​With Regard for Raw Puer

“Hey Josh, I saw your video on Puer tea cakes. That stuff looks interesting! Does it taste good?”



So what is it about this category of tea, that has me sipping it almost every single day? I can drink any tea I want, but often, I reach for puer.

Puer tea is not for everyone. Whether cooked or raw, sheng or shou, you might just not be a fan of puer… or maybe you are the kind of person who likes one or the other, maybe you are a strictly raw puer drinker. On the other hand, maybe you are strictly a devotee to the cooked. I am lucky because I’m like the folks at Bob’s Country Bunker in the movie The Blues Brothers. I like both kinds… country and western.

What do these amazing teas taste like? Well it depends who you ask. Cooked is often as dark as coffee, but the flavor is much different. The flavors tend to be very earthy. They taste similar to the smell of the rich loamy forest floor of the Pacific Northwest. Sometimes fungal, smooth, rich, and stimulating. Sometimes cooked puers will have a leathery or fishy flavor and aroma. I can deal with the leathery (as long as it is not too much) more than the fishy. I believe that these “off” flavors are a result of not curing properly after the cooking process. I tend to get really into cooked puer in the Winter.
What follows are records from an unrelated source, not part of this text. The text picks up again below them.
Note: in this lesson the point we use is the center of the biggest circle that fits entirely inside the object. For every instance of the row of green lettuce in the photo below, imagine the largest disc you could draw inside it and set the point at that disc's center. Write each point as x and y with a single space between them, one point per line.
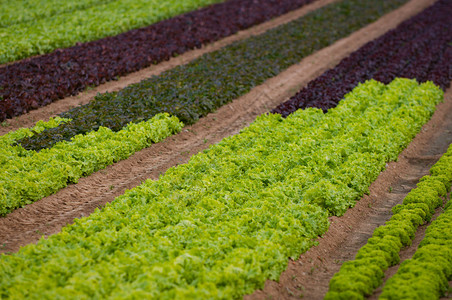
65 29
31 10
27 176
423 278
191 91
186 92
220 225
427 274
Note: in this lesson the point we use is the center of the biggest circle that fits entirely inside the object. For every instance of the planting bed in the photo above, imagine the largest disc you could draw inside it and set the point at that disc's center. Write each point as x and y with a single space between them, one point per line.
41 80
227 221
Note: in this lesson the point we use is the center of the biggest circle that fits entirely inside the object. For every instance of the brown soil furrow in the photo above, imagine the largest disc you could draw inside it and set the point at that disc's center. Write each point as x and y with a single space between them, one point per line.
51 110
47 216
310 275
406 253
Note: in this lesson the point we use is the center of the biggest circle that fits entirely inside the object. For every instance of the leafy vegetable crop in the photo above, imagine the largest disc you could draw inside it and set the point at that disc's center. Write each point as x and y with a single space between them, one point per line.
32 10
36 82
85 23
427 274
419 48
196 89
220 225
27 176
420 279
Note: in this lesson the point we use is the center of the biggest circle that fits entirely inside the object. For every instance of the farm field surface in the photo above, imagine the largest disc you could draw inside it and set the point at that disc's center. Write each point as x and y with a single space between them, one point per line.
303 157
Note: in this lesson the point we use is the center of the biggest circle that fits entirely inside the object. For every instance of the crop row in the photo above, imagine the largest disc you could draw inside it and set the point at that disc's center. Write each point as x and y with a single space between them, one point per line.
419 48
36 82
427 274
37 9
65 29
220 225
193 90
359 277
27 176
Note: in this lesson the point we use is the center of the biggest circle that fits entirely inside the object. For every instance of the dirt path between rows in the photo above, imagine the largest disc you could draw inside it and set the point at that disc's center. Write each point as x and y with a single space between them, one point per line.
309 276
47 216
51 110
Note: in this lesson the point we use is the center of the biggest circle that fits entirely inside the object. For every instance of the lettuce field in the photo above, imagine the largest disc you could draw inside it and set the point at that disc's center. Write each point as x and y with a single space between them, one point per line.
235 149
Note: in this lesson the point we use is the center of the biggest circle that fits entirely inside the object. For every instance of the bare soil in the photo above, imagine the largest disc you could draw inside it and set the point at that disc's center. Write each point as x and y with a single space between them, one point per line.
51 110
309 276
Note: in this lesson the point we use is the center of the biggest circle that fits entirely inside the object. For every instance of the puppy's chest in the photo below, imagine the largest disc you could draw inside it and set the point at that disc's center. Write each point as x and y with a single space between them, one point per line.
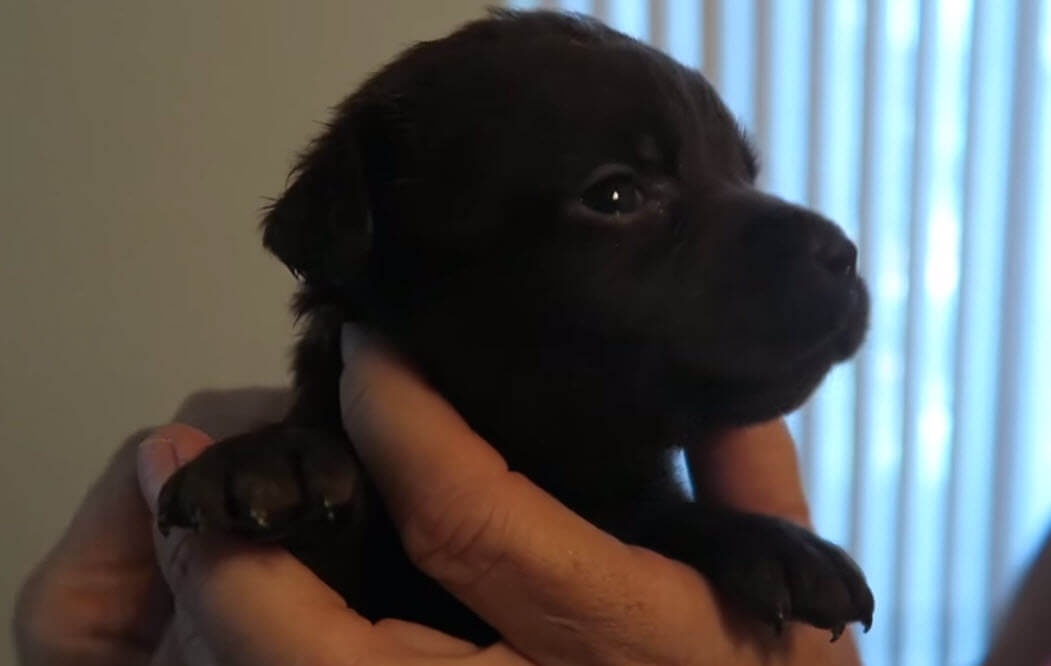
599 480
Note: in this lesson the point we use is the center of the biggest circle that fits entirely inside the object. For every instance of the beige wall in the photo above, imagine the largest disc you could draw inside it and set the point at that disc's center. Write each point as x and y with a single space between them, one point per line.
139 141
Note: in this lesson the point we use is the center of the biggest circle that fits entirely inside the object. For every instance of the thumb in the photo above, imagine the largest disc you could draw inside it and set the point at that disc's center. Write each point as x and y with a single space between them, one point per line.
248 604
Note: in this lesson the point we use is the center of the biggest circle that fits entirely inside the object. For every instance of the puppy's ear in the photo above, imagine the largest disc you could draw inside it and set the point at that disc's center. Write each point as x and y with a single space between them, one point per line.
321 226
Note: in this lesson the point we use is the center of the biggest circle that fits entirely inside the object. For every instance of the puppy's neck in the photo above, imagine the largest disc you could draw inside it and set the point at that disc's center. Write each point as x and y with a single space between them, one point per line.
578 421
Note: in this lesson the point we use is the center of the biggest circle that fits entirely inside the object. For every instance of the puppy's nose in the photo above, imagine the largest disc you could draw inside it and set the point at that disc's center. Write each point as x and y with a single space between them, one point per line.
837 254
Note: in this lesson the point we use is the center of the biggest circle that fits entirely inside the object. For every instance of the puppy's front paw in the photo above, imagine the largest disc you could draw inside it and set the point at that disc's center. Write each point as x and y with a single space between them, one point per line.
781 571
263 484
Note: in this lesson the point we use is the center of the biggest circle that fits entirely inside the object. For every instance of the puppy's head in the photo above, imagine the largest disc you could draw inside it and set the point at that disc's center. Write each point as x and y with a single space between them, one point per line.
540 187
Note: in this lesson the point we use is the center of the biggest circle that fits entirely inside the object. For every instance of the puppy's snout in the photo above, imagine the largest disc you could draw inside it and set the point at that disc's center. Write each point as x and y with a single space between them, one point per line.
836 254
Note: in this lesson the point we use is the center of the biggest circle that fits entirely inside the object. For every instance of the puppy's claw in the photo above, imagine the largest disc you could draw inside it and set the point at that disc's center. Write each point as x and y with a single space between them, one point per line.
260 517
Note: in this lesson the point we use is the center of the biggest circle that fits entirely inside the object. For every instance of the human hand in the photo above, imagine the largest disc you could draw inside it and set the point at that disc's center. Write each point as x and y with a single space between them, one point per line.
560 590
98 597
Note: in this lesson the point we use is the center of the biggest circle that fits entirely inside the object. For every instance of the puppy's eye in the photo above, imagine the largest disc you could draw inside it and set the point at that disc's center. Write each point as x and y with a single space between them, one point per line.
614 195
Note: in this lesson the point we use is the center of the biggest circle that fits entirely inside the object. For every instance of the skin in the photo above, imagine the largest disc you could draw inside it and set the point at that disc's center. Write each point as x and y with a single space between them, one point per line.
114 591
1023 637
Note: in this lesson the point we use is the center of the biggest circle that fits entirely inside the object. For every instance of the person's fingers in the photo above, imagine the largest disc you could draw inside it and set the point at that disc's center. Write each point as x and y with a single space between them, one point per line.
753 467
224 413
756 469
98 594
558 588
246 604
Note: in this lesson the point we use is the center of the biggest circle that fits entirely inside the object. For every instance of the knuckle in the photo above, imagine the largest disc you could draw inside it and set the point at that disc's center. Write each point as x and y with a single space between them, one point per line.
462 534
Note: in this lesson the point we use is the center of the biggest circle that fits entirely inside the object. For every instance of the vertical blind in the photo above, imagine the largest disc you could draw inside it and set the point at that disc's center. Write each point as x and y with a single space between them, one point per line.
921 126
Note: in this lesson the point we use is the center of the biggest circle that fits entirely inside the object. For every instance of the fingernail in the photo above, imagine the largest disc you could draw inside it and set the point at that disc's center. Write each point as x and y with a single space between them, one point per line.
158 459
350 340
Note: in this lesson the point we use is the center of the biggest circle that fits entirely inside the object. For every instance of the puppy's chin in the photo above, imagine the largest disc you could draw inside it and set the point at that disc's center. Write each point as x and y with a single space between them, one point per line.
786 382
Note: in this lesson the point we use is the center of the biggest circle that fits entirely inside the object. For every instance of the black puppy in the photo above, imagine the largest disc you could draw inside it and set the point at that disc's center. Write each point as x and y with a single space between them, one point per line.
558 226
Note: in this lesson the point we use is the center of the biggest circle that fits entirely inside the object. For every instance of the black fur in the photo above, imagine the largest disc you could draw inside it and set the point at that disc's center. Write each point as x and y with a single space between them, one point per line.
455 205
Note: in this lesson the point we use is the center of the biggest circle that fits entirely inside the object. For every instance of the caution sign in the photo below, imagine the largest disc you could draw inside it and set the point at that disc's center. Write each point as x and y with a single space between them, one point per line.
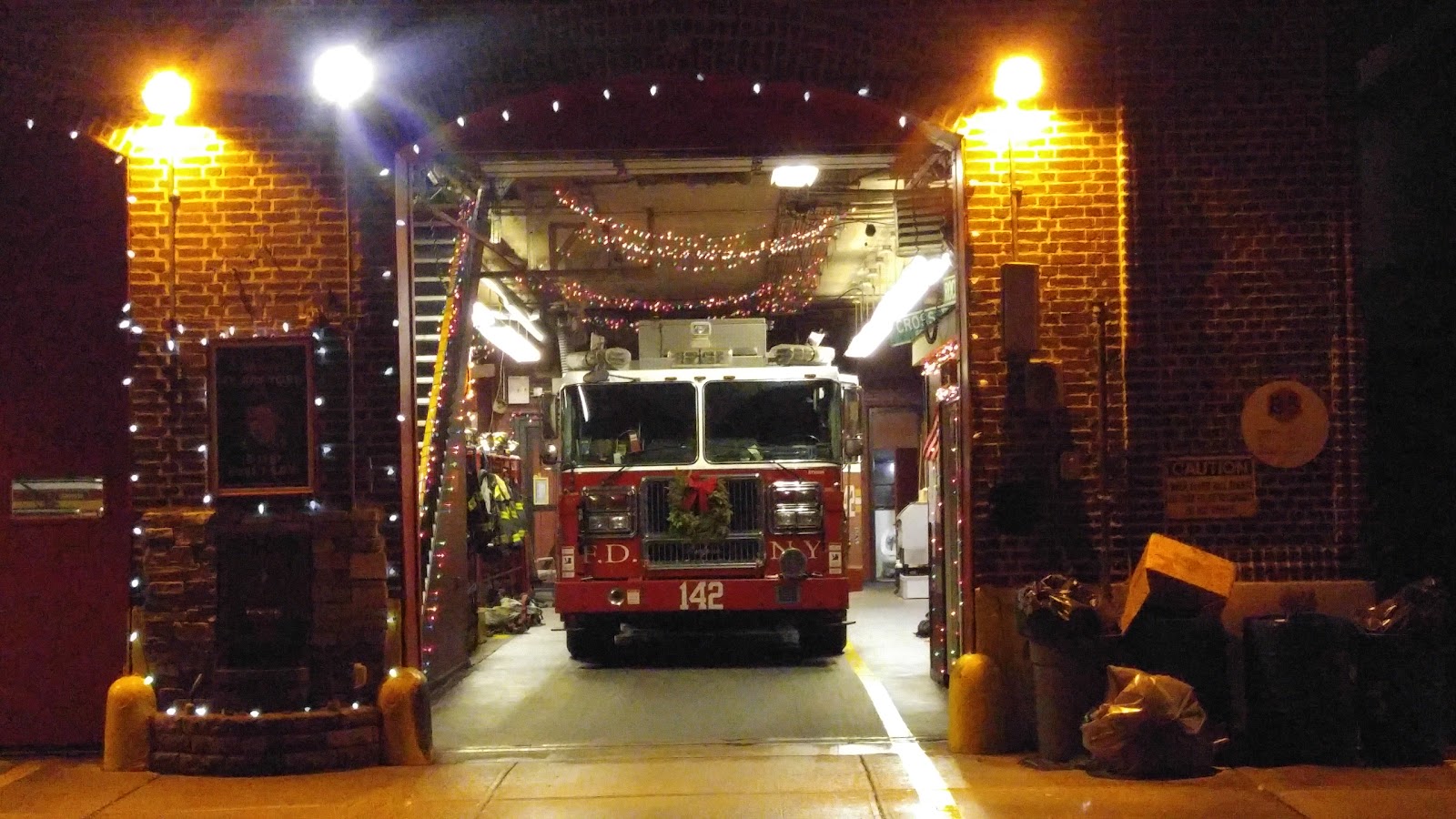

Raw, on the other hand, gets darker as it gets older, depending on the storage conditions. Generally, a thirty year old raw will be as dark as a young cooked. In the beginning, when they are young, the finish of these teas tend to have a high astringency and are more bitter than sweet. As time goes on, the flavor and the finish of these teas mellow to a very earthy, fungal, and smooth flavor. Aged raw tend to be pretty spendy. With raw, I tend to focus on teas that are 10 to 20 years old and preferably Taiwan (or similar climate) stored. At this age, the tea has developed nicely and it is still in the affordable range. As of this year, I drink raw puer year round. I’ve been drinking puer since 2004, and this is the first year I can say that. When I was first getting into it, I would usually really focus on it in the heat of the summer. Raw puer is cooling, more so than other teas. I seemed to have more tolerance for raw toward the end of August. Now I drink it almost every day, and I love the way it tastes. To me it tastes wild. Sometimes with hints of smoke, menthol, camphor, earth, hay, and wide open outdoor spaces.

Preference evolves over time. A friend of mine developed a taste for puer from a relatively young age. When he went to visit an elder tea master who had just completed a book on puer, the master, while signing my friend's copy, remarked, “If you drink puer now, what will you drink when you are older?”

Takeaway: the flavors in puer, especially raw puer, are strong. Raw puer might not be enjoyable to a person who has a preference for flavors that are balanced and smooth. There is, admittedly, something unpleasant about this category of tea, but if you grow to like it… watch out, you are likely to become obsessed. I've noticed a correlation: people that like scotch often like raw puer. Whatever your preference, there is no right or wrong. I would just encourage you to periodically try new teas. In the category of puer, there are so many to try. It can be overwhelming. The good news is that there is no need to rush. Take your time. Like a good aged puer, there is no rushing the process. Cheers!